A recent example illustrates the power of this approach:
Cloudflare's WAF (web application firewall) basically generates
Lua code for the (highly non-linear) maze of firewall rules. An
incoming attack triggers certain rules and the corresponding paths
are turned into linearized traces. These can be heavily optimized
by LuaJIT, much more so than you could ever hope to do with a
static compiler.
When a different attack wave is started, it'll spawn different
traces -- i.e. the generated code dynamically adapts to the
specific attacks.
The result is a much higher firewall throughput than you might be
able to achieve with a data-driven or a static compilation
approach. This directly equates into money saved on machines
needed to handle the load.
Added to that is the fact that the WAF configuration (which is automatically generated Lua code) is different for each customer and so we rely heavily on caching and JITing to get the performance.
The bottom line is that LuaJIT is very fast and very flexible.
Wow I'd need some evidence to believe JIT can do a better job than a 'static' compiler. What can JIT do to optimize 'much more so'? How about a little more? If you know some common conditional jump stats you can do slightly better. Is there anything else?
A static compiler has to generate code that handles every possible path through the code. This tends to pessimize code downstream of a control flow merge point, because such code has to be compiled assuming it can be reached via multiple paths. A trace compiler can compile only the paths that are actually taken on a given workload, and compile the (dynamically) uncommon cases into exits to the interpreter.
The firewall rule example Mike Pall gives is a pretty good one. You have code that has many different paths through it, but only specific ones are triggered, dynamically, by a particular attack. Those can be compiled into traces that assume the other paths are not taken (except to guard the possible control flow splits with trace exits). This can allow an optimizer to make much more aggressive assumptions on the actually-taken paths.
"Contrary to intuition, we demonstrate that it is possible to use a piece of software to improve the performance of a native, statically optimized program binary, while it is executing. Dynamo not only speeds up real application programs, its performance improvement is often quite significant."
This is a common misinterpretation of the Dynamo paper: they compiled their C code at the lowest optimization level and then ran the (suboptimal) machine code through Dynamo. So there was actually something left to optimize.
Think about it this way: a 20% difference isn't unrealistic if you compare -O1 vs. -O3.
But it's completely unrealistic to expect a 20% improvement if you'd try this with the machine code generated by a modern C compiler at the highest optimization level.
Claiming that JIT compilers outperform static compilers, solely based on this paper, is an untenable position.
But, yes, JIT compilers can outperform static compilers under specific circumstances. This has more to do with e.g. better profiling feedback or extra specialization opportunities. But this is not what this paper demonstrates.

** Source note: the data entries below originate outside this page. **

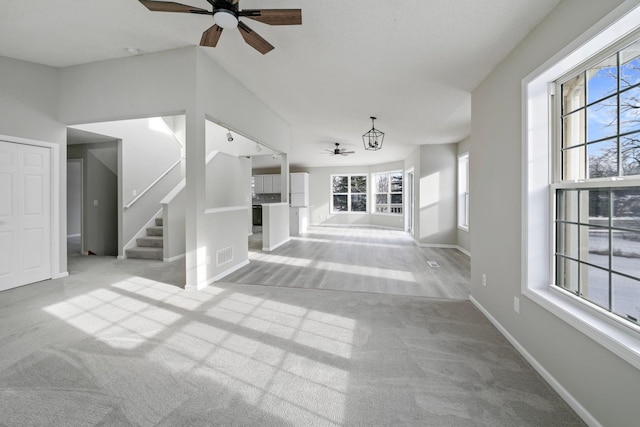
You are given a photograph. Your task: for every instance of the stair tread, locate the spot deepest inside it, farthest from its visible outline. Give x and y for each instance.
(143, 252)
(144, 249)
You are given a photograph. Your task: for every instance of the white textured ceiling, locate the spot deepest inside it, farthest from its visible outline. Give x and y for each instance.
(411, 63)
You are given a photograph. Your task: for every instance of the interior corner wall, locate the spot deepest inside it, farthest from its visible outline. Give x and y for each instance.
(413, 163)
(228, 181)
(150, 85)
(599, 381)
(28, 110)
(226, 102)
(437, 190)
(464, 236)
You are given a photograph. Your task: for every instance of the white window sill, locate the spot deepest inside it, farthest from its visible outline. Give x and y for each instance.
(619, 339)
(349, 213)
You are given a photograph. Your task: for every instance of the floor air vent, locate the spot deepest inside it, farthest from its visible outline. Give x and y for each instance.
(224, 255)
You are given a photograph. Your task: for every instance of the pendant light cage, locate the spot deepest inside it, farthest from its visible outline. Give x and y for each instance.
(373, 139)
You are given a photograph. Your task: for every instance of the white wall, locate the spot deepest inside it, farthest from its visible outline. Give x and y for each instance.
(228, 181)
(464, 236)
(165, 83)
(28, 110)
(437, 189)
(147, 151)
(74, 197)
(602, 383)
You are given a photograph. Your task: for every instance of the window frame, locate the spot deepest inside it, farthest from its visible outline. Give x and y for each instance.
(539, 134)
(560, 182)
(389, 193)
(463, 192)
(332, 211)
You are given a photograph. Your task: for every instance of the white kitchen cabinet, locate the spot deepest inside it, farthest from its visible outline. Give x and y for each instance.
(277, 183)
(258, 184)
(266, 184)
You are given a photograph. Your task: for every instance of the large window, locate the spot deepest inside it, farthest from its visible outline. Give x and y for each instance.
(348, 193)
(597, 187)
(388, 192)
(463, 191)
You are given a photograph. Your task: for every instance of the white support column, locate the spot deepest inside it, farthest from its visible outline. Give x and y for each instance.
(284, 176)
(196, 251)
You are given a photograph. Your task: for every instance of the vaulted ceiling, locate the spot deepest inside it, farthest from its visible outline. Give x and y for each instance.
(411, 63)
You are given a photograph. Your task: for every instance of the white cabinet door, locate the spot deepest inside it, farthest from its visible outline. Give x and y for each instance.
(25, 229)
(276, 184)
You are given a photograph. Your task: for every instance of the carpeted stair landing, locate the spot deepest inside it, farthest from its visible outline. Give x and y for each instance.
(149, 246)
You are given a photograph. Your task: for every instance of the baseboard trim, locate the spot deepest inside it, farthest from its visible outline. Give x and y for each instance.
(464, 251)
(216, 278)
(571, 401)
(174, 258)
(443, 246)
(276, 246)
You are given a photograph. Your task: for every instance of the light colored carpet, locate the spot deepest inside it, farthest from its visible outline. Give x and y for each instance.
(117, 343)
(358, 259)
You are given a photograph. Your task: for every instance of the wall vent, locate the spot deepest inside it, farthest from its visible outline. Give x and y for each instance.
(224, 256)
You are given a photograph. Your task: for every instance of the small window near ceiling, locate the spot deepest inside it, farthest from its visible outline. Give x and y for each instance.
(348, 193)
(388, 192)
(463, 191)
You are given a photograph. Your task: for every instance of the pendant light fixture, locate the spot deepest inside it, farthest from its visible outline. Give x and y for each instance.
(372, 140)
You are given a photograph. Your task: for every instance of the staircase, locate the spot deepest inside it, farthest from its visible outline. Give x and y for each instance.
(150, 246)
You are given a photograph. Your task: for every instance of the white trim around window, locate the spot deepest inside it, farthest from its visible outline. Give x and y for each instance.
(391, 201)
(537, 247)
(350, 200)
(463, 191)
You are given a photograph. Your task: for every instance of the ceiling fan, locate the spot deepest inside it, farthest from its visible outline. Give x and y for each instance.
(226, 15)
(339, 151)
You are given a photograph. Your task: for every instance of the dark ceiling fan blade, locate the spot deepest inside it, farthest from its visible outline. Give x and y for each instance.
(274, 16)
(253, 39)
(211, 36)
(170, 6)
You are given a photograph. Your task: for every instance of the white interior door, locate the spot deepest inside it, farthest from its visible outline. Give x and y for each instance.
(25, 218)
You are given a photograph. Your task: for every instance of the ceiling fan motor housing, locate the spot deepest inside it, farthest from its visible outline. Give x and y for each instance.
(225, 18)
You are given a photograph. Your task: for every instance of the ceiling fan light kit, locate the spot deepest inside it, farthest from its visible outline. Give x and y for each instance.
(339, 151)
(373, 139)
(226, 15)
(225, 19)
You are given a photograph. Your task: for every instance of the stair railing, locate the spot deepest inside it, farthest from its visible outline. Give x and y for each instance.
(150, 186)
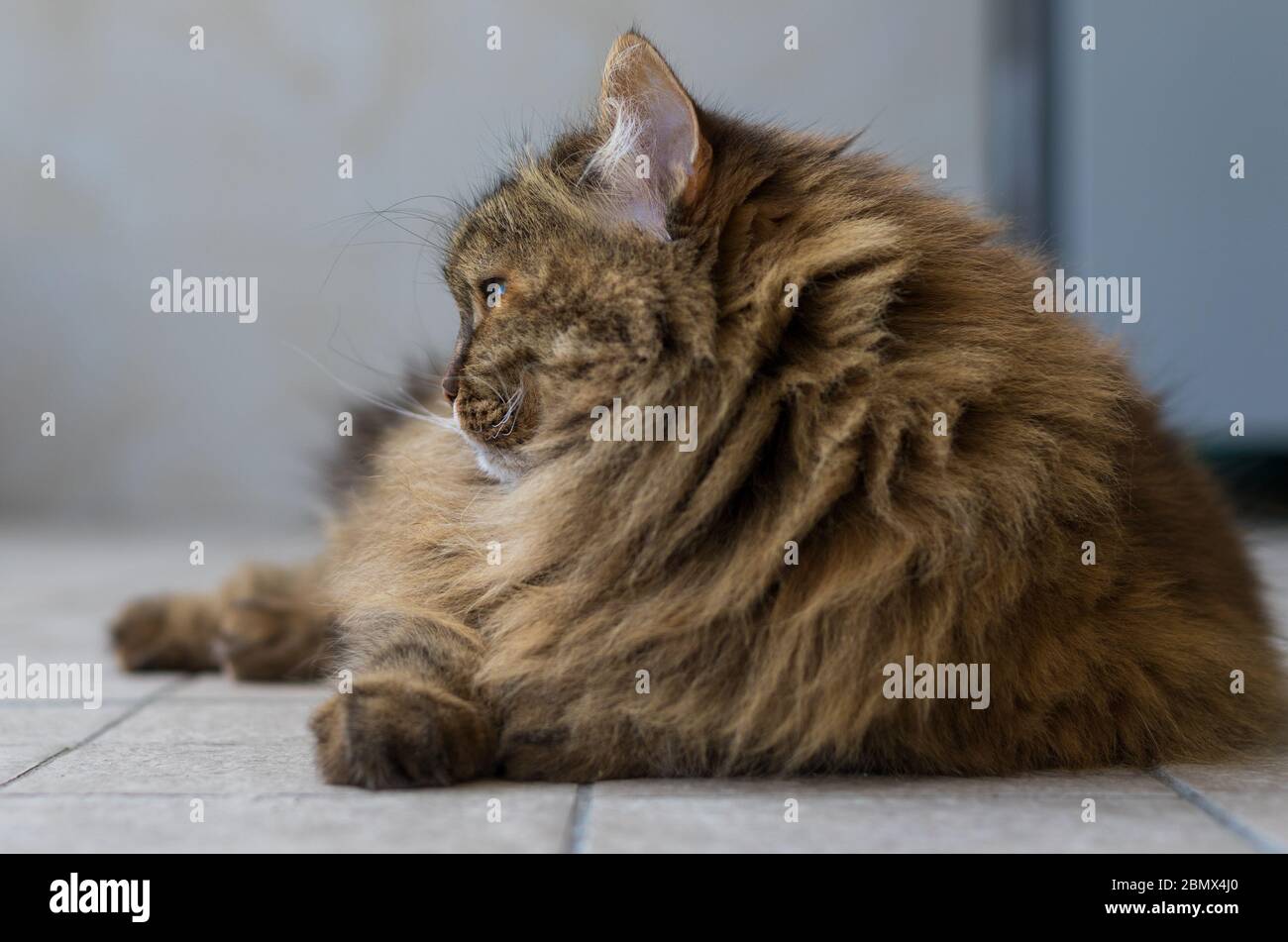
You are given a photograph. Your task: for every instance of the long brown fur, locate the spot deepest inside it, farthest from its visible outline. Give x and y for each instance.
(814, 426)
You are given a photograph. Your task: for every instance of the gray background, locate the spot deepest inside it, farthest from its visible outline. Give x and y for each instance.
(223, 162)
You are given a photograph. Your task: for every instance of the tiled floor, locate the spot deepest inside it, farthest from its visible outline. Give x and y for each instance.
(163, 751)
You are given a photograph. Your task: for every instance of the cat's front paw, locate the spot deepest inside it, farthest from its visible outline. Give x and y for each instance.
(397, 731)
(165, 633)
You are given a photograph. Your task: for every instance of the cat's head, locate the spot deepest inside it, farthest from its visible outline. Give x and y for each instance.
(584, 267)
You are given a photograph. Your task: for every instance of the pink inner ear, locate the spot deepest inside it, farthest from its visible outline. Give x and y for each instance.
(651, 115)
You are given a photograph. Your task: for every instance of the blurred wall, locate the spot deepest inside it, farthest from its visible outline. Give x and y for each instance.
(1142, 132)
(223, 162)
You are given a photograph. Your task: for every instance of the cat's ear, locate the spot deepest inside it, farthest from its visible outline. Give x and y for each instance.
(653, 157)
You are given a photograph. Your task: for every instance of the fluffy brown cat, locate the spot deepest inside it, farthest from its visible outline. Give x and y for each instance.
(515, 596)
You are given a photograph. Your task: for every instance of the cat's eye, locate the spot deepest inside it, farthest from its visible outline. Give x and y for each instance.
(492, 291)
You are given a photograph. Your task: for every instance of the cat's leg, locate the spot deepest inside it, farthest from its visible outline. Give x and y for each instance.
(266, 623)
(412, 715)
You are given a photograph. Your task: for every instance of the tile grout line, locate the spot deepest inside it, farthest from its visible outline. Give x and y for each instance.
(579, 821)
(143, 701)
(1215, 811)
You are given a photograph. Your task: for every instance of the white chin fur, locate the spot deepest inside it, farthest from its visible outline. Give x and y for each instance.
(490, 468)
(489, 465)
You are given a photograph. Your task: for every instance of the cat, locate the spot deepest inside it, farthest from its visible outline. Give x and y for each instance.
(894, 460)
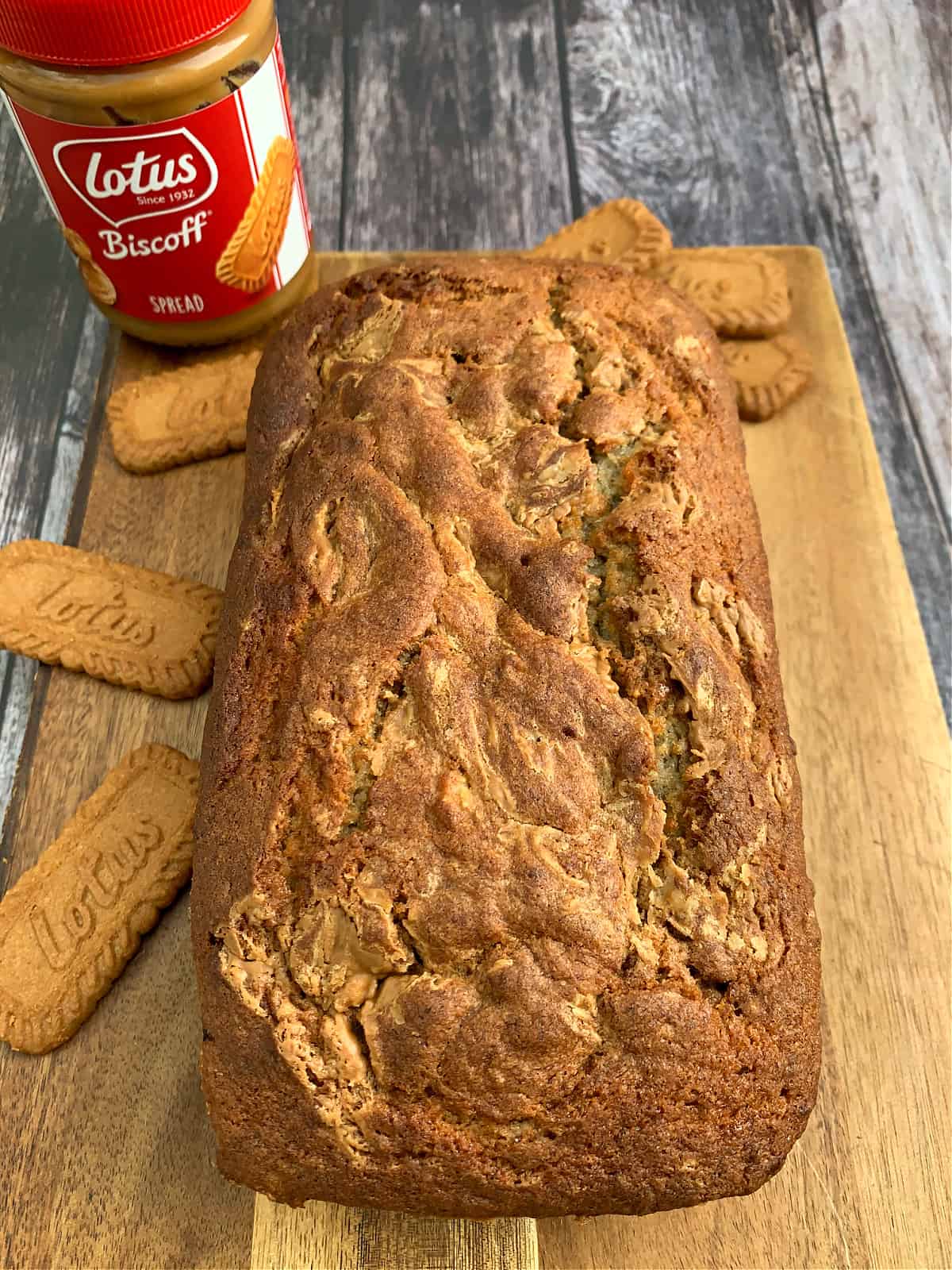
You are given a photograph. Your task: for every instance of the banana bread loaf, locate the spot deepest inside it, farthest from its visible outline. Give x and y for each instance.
(499, 895)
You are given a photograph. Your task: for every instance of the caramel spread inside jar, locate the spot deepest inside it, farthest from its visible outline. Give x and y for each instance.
(190, 234)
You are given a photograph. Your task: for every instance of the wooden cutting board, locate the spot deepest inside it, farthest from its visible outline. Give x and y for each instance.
(106, 1155)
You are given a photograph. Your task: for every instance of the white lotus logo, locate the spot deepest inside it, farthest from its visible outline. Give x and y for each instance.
(130, 178)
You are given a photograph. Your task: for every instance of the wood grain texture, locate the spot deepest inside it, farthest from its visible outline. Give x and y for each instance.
(895, 156)
(444, 127)
(454, 133)
(51, 349)
(863, 1187)
(313, 38)
(725, 130)
(867, 1184)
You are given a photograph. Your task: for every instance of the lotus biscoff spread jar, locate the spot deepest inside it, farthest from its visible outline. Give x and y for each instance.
(162, 133)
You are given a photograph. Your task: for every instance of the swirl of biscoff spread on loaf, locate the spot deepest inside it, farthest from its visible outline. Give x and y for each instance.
(520, 793)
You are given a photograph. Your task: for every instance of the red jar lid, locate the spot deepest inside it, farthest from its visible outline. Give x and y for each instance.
(111, 32)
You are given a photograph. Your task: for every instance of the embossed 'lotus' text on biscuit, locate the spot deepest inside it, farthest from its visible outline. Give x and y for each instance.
(117, 622)
(105, 874)
(109, 616)
(69, 926)
(183, 414)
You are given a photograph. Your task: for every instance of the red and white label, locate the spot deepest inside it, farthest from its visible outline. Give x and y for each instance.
(160, 210)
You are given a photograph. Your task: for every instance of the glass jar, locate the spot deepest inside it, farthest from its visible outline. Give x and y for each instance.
(162, 133)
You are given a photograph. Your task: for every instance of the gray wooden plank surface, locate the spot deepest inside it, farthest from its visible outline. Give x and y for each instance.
(461, 125)
(725, 130)
(454, 126)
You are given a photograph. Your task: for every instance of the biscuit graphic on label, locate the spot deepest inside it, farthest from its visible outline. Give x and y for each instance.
(249, 257)
(742, 294)
(183, 414)
(76, 243)
(98, 283)
(130, 626)
(73, 921)
(768, 374)
(622, 232)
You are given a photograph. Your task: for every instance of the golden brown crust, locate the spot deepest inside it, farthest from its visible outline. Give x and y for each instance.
(501, 903)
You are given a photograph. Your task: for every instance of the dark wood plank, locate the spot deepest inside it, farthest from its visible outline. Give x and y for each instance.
(894, 149)
(662, 111)
(313, 40)
(51, 348)
(108, 1153)
(454, 126)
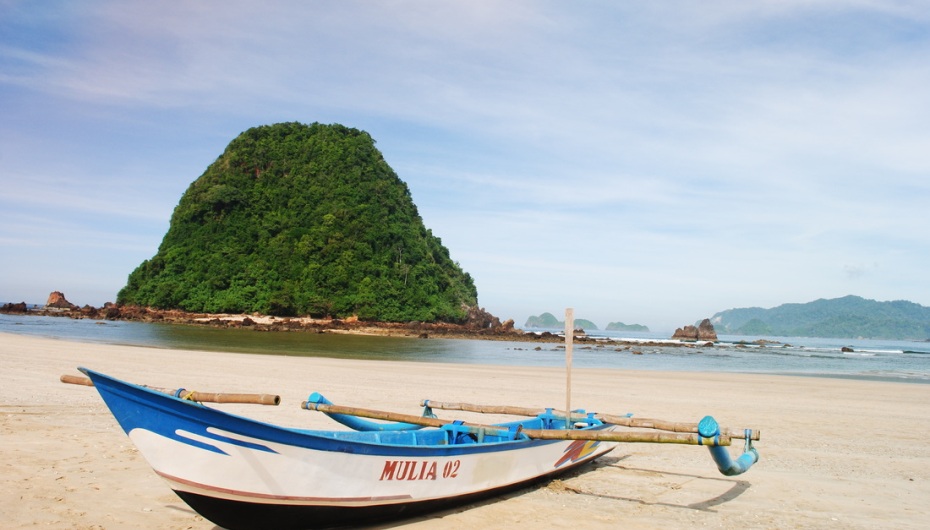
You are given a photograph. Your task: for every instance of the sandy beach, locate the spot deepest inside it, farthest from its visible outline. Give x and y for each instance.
(835, 453)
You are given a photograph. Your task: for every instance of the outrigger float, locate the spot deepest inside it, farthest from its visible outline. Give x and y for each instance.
(241, 473)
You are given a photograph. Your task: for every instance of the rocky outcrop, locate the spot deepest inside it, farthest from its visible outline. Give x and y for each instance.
(477, 318)
(57, 300)
(14, 308)
(704, 331)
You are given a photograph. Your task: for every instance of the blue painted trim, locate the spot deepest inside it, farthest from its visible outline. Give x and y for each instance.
(139, 407)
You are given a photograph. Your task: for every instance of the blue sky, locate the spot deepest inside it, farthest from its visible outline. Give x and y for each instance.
(644, 162)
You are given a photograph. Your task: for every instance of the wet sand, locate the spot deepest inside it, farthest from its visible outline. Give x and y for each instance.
(835, 453)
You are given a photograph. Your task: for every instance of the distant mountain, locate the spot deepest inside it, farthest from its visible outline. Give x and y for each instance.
(548, 321)
(846, 317)
(620, 326)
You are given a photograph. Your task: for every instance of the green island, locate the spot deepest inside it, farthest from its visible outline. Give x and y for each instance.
(848, 317)
(296, 219)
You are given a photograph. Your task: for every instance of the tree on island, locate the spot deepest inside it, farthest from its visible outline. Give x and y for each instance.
(297, 219)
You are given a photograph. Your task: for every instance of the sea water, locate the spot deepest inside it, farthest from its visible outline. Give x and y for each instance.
(903, 361)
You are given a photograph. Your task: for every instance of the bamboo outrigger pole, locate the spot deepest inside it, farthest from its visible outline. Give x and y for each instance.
(541, 434)
(625, 421)
(202, 397)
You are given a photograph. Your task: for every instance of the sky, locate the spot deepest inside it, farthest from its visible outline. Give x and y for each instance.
(639, 162)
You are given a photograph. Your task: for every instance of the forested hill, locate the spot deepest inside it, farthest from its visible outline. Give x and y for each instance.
(846, 317)
(297, 219)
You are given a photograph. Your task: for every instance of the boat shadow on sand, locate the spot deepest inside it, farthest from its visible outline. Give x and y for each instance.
(558, 485)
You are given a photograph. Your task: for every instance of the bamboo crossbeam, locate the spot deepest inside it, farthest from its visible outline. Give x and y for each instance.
(539, 434)
(202, 397)
(642, 423)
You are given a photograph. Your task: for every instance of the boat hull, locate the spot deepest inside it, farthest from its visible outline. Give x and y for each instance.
(240, 473)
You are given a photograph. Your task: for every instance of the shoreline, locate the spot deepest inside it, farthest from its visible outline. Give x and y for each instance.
(831, 449)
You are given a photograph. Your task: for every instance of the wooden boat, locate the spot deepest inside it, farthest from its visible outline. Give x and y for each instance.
(240, 473)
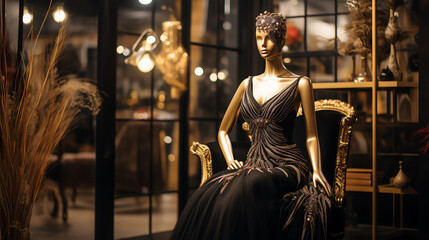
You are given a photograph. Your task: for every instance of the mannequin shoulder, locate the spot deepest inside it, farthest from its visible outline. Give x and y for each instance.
(243, 84)
(305, 84)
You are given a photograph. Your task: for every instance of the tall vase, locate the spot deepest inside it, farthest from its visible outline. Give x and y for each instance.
(400, 180)
(364, 75)
(392, 34)
(393, 65)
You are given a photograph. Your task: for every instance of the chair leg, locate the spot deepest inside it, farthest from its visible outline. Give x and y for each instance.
(65, 204)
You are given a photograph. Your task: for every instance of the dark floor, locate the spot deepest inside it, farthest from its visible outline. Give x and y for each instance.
(156, 236)
(383, 233)
(352, 233)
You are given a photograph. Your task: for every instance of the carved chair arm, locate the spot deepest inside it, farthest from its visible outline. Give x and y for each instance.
(204, 154)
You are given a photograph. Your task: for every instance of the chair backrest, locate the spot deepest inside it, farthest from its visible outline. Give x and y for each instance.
(334, 124)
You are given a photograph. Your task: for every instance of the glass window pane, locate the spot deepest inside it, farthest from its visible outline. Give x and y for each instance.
(134, 17)
(165, 216)
(165, 163)
(320, 32)
(227, 79)
(132, 178)
(320, 6)
(166, 96)
(342, 34)
(294, 35)
(291, 8)
(132, 157)
(322, 69)
(132, 86)
(345, 68)
(228, 29)
(131, 217)
(341, 6)
(203, 79)
(204, 22)
(202, 132)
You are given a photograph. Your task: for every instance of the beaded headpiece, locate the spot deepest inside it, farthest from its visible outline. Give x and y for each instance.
(274, 24)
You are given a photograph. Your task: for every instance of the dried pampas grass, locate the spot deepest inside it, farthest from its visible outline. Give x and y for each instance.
(35, 114)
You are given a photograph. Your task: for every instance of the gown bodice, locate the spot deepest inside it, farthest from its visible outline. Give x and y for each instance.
(271, 126)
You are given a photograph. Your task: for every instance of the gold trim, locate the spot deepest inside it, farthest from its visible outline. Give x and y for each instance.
(204, 154)
(245, 126)
(332, 104)
(343, 141)
(342, 156)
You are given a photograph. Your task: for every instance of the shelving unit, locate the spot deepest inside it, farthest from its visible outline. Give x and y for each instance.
(375, 87)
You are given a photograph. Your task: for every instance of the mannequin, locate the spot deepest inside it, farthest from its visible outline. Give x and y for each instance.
(269, 194)
(275, 78)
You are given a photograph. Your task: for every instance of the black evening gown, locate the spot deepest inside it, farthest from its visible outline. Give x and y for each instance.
(270, 197)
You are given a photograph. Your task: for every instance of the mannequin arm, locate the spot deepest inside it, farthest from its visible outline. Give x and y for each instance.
(307, 100)
(228, 122)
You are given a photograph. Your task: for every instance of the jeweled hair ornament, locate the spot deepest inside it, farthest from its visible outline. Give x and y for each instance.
(274, 24)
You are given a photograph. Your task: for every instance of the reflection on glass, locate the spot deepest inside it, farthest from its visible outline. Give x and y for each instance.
(131, 217)
(291, 8)
(204, 22)
(132, 172)
(165, 168)
(296, 65)
(322, 69)
(320, 6)
(320, 32)
(203, 88)
(227, 79)
(202, 132)
(133, 157)
(294, 35)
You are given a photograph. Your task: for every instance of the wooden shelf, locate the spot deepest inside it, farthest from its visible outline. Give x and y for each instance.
(389, 188)
(363, 85)
(356, 188)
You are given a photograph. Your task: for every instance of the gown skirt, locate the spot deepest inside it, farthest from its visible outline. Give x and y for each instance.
(271, 196)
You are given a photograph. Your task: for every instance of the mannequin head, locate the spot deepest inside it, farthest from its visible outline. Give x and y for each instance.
(274, 25)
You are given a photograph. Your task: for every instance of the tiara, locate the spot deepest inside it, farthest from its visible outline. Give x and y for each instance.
(274, 24)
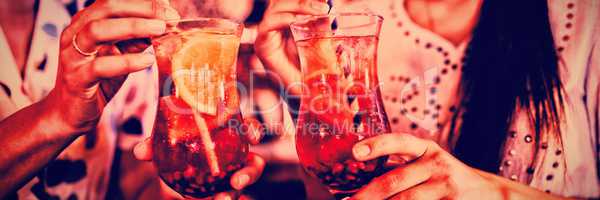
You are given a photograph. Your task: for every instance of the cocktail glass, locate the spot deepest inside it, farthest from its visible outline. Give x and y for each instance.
(341, 102)
(197, 141)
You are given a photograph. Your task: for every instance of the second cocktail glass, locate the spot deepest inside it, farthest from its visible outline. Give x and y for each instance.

Many compiler optimizations have strong non-linear costs in terms of the number of control flow edges. A static compiler has to punt at a certain complexity. OTOH a JIT compiler is free to ignore many edges, since it may fall back to an interpreter for cold paths or attach new code anytime later if some edges become hot.
One interesting example is auto-vectorization (SIMDization) where static compilers have to generate code for all possible combinations of vector alignments in case the underlying alignment of the participating vectors is not statically known. This quickly gets very expensive in terms of code space. OTOH a JIT compiler can simply specialize to the observed vector alignment(s) at runtime, which show almost no variation in practice.
Thank you for your comment. Very interesting points.
Isn't it wrong to say "compiled their C code at the lowest optimization level" though? As I read the paper, they compiled their C code at -O2. It's hard to work backwards in time to know exactly what that meant when they published their paper, but I suspect it meant something very similar to the current gcc definition:
-O2 Perform nearly all supported optimizations that do not involve a space-speed tradeoff.
Dynamic binary translation can sometimes get performance improvements. This is because you would still statically compile your program, and then at runtime, the DBT system dynamically decodes and re-encodes the binary instructions. With a DBT system, you can do tracing, by identifying hot paths and such and lining those basic blocks up in your code cache.
you have a very large number of options so getting code locality between the ones that are applicable is important, at a guess. performance in large state machines is very much locality dependent but this way you get to do this dynamically not statically.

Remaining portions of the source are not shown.